Eu só quero levar a minha vida normalmente, sem
esses problemas. Ser um ser humano normal, ter os
direitos que eu não tenho.” (Roberta, 33 anos).

“Eu sinto necessidade de fazer essa cirurgia, eu estou
com um espírito montado num corpo que não é
meu, então eu não me sinto bem” (Maria, 41 anos)
.
“Eu quero fazer a cirurgia, veja bem, eu me sinto uma
supermulher.

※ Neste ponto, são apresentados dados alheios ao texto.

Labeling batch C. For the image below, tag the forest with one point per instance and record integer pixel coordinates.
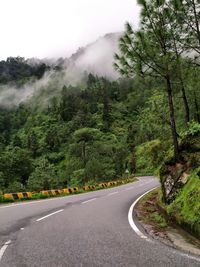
(95, 130)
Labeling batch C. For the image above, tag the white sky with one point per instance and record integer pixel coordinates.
(53, 28)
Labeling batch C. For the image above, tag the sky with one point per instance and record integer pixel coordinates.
(55, 28)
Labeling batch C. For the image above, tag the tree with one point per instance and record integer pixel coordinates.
(151, 51)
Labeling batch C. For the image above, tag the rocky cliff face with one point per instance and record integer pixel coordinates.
(174, 175)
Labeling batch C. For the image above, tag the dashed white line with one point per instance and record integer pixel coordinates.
(90, 200)
(113, 193)
(42, 218)
(3, 249)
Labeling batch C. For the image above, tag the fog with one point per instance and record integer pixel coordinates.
(95, 58)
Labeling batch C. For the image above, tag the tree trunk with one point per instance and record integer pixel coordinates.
(196, 107)
(196, 21)
(186, 105)
(172, 118)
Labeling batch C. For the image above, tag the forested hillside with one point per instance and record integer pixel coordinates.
(167, 49)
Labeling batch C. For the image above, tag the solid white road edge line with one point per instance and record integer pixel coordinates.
(130, 216)
(138, 232)
(3, 249)
(84, 202)
(42, 218)
(113, 193)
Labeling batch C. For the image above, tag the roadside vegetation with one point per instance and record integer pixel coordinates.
(167, 49)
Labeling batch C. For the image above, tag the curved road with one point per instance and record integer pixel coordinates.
(89, 230)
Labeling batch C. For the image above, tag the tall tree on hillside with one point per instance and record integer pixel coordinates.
(150, 51)
(187, 12)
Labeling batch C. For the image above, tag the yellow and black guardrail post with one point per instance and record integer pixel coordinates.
(16, 196)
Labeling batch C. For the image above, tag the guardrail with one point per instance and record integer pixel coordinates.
(56, 192)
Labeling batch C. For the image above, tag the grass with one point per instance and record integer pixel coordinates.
(37, 196)
(148, 211)
(186, 207)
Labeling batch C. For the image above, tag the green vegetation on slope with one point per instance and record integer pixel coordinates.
(186, 207)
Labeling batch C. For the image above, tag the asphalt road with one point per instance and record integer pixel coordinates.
(89, 230)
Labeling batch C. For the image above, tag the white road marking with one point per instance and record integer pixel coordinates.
(113, 193)
(138, 232)
(130, 216)
(40, 219)
(130, 188)
(90, 200)
(3, 249)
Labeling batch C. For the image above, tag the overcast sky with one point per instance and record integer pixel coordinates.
(53, 28)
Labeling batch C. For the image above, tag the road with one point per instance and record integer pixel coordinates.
(90, 229)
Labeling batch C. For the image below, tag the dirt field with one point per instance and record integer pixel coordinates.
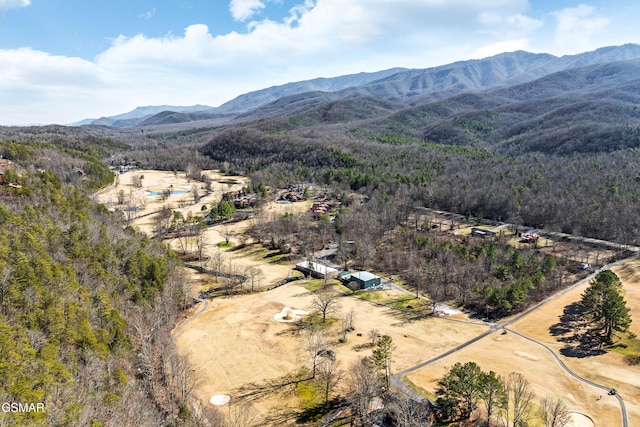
(148, 201)
(237, 340)
(506, 353)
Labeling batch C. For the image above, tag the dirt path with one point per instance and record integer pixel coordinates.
(397, 380)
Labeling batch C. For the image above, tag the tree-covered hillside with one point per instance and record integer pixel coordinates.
(86, 306)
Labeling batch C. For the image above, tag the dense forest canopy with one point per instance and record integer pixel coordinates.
(86, 306)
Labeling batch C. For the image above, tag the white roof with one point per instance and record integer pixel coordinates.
(365, 276)
(317, 267)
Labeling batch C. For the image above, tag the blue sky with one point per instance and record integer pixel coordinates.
(63, 61)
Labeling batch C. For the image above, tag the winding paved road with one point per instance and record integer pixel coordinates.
(398, 383)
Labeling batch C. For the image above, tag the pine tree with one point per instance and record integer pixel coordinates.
(605, 306)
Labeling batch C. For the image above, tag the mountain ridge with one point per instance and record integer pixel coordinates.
(409, 86)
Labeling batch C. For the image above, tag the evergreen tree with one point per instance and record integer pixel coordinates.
(605, 306)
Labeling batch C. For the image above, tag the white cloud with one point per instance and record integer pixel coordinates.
(577, 26)
(12, 4)
(148, 14)
(319, 38)
(241, 10)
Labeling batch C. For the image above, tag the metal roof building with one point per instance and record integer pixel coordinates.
(317, 270)
(364, 279)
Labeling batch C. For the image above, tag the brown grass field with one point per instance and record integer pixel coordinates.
(509, 352)
(237, 342)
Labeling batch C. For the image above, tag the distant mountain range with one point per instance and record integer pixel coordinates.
(392, 89)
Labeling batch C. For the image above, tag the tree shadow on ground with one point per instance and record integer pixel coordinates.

Eu não tiro meu chapéu para mulher
nenhuma. Eu sou super feliz comigo mesma, mas, na
realidade, eu tenho uma coisa que me incomoda. Me
incomoda porque não tem nada a ver comigo fisicamente,
não tem nada a ver comigo psicologicamente.”(Priscila,36anos).


Nota-se que a demanda em relação à cirurgia se constitui basicamente pelo desejo de readequação do corpo sexuado ao gênero.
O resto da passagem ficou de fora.